The next task is to perform a unit conversion so that the height (currently in cms) and length of jump (currently in m) are in the same unit. 


### 2.1 
Let's convert the height of the students to meters. 

Divide all values in the middle column by 100. 

#### Concept of vector division 

assume you have a vector 

a = 4,6,12

You want to divide the first element by 2, the second by three and the third by 6. 

#### Example 1

In [85]:
a = np.array([4,6,12])

In [88]:
b = np.array([2,3,6])

In [89]:
np.divide(a,b)

array([2., 2., 2.])

#### Example 2

In [90]:
a = np.array([[4,6,12], [6, 9, 18]])

In [91]:
a

array([[ 4,  6, 12],
       [ 6,  9, 18]])

In [92]:
np.divide(a,b)

array([[2., 2., 2.],
       [3., 3., 3.]])

You can use the divide function to perform row/column-wise operations. There are rules to follow while ensuring that such procedures do not through errors. You can read about thse rules [here](https://www.geeksforgeeks.org/python-broadcasting-with-numpy-arrays/#:~:text=Broadcasting%20Rules%3A&text=The%20two%20arrays%20are%20compatible,are%20compatible%20with%20all%20dimensions.)
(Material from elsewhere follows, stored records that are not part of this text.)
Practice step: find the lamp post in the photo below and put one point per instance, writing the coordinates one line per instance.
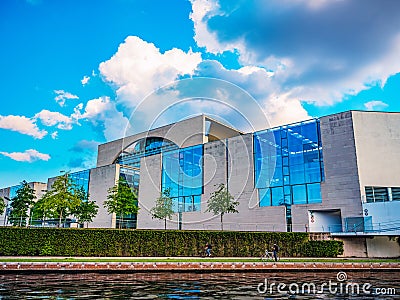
(8, 210)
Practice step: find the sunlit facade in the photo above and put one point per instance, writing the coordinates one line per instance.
(337, 173)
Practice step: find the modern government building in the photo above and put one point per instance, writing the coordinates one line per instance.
(338, 173)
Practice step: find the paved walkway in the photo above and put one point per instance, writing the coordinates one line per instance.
(197, 266)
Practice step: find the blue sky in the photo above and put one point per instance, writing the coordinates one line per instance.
(76, 73)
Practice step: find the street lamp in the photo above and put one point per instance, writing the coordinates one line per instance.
(8, 210)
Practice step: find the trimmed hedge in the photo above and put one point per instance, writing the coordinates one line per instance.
(114, 242)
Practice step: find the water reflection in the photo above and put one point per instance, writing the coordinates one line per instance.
(187, 285)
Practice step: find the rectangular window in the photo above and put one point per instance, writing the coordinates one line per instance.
(277, 196)
(369, 194)
(395, 193)
(299, 194)
(381, 194)
(182, 174)
(265, 197)
(314, 193)
(290, 156)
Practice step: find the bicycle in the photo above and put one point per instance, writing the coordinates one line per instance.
(268, 255)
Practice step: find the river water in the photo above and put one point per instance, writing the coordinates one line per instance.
(280, 285)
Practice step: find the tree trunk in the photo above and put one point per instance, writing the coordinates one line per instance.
(59, 221)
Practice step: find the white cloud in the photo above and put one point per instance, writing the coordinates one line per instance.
(30, 155)
(138, 68)
(22, 125)
(375, 105)
(85, 80)
(50, 118)
(62, 96)
(331, 53)
(104, 116)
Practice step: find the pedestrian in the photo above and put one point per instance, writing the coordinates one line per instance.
(275, 250)
(208, 249)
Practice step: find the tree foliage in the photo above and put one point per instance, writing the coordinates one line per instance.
(61, 200)
(222, 202)
(121, 200)
(163, 207)
(2, 205)
(86, 210)
(21, 203)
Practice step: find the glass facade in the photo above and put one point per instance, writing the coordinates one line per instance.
(182, 173)
(381, 194)
(288, 164)
(81, 179)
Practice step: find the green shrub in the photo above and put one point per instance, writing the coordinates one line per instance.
(322, 248)
(114, 242)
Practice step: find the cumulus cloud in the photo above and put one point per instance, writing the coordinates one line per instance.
(30, 155)
(51, 118)
(86, 150)
(104, 116)
(54, 135)
(22, 125)
(375, 105)
(85, 80)
(62, 96)
(85, 145)
(318, 50)
(138, 68)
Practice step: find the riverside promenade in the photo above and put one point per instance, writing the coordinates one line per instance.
(122, 264)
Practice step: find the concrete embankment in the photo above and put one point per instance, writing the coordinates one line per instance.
(115, 267)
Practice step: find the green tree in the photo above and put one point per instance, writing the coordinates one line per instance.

This is called dimensional compatibility. You will learn more about this later in the program. 

### 2.2 
Calculate the length of the jump to height ratio. Higher this ratio better will be the student at the long jump. 

You will have to slice the array to extract the required columns from the matrix, perform the operation, and ultimately add the new column to the original matrix. 

### 2.3 
Find the candidate ID with the highest length to height ratio. 

## Conclusion 

1. You learnt the use of official documentation and tools like stack overflow to reduce your effort in writing code. 
2. You used NumPy and scipy to create a dataset and perform operations on it 
3. You performed EDA found out the most efficient jumper.